Molly bleibt stehen, sieht zu mir auf und errötet. Zumindest halte ich es für ein Erröten. Im Zwielicht wirkt ihr Gesicht verändert. Die Straße ist relativ dunkel. Eine einzelne Straßenlaterne wirft aus einiger Entfernung einen schwachen Schein auf ihr Gesicht, unterstreicht die Zartheit ihrer Haut und die wunderschönen Augen, die zu mir aufblicken.
»Ich möchte Ihnen meine Karte geben«, sagt sie.
»Oh, danke«, bringe ich hervor, aber als sie in ihre Handtasche greift, rutscht der Schulterriemen herunter, landet hart auf ihrem Unterarm, und durch den Aufprall fällt ihr das Portemonnaie aus der Hand. Der gesamte Inhalt ihrer Tasche verteilt sich über das Pflaster.

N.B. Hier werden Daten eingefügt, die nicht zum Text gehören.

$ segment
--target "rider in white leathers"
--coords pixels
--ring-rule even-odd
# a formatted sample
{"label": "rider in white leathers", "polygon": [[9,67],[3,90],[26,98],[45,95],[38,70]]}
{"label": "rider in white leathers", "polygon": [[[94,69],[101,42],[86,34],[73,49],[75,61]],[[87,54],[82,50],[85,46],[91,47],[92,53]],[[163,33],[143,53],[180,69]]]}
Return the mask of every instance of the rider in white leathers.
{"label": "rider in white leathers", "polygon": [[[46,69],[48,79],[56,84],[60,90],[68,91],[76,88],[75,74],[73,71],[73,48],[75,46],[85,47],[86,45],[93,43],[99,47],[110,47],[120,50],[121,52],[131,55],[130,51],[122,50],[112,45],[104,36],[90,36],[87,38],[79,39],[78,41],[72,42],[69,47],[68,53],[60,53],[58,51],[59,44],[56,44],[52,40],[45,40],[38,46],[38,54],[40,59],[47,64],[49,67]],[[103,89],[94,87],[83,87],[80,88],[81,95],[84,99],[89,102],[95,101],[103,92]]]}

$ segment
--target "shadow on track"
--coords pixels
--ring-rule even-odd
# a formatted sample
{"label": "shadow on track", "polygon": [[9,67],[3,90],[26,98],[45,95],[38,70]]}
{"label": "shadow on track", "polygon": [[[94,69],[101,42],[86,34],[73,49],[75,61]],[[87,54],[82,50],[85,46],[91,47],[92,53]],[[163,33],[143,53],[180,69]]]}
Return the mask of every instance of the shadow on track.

Ich bücke mich, um ihr zu helfen, und wir kauern beide am Boden. Jetzt käme eigentlich der Teil, wo wir einander tief in die Augen schauen und der sexuellen Spannung freien Lauf lassen. Aber dazu bin ich im Moment nicht in der Lage, weder körperlich noch geistig, und außerdem gehört mein Herz nun mal leider einer anderen. Also konzentriere ich mich auf die Kreditkarten, den Lippenstift, den Geldclip und die Puderdose auf dem Gehsteig, obwohl ich mich womöglich besser auf die Schritte hinter mir konzentriert hätte.
Als sie über meine Schultern späht und ihre Lippen sich erwartungsvoll öffnen, spüre ich ein merkwürdiges Prickeln am Hinterkopf. Sie ist doch eine Professionelle. Aber von anderer Art als vermutet.
Einen Sekundenbruchteil später trifft mich ein Schlag, hammerhart und metallisch, auf den Hinterkopf.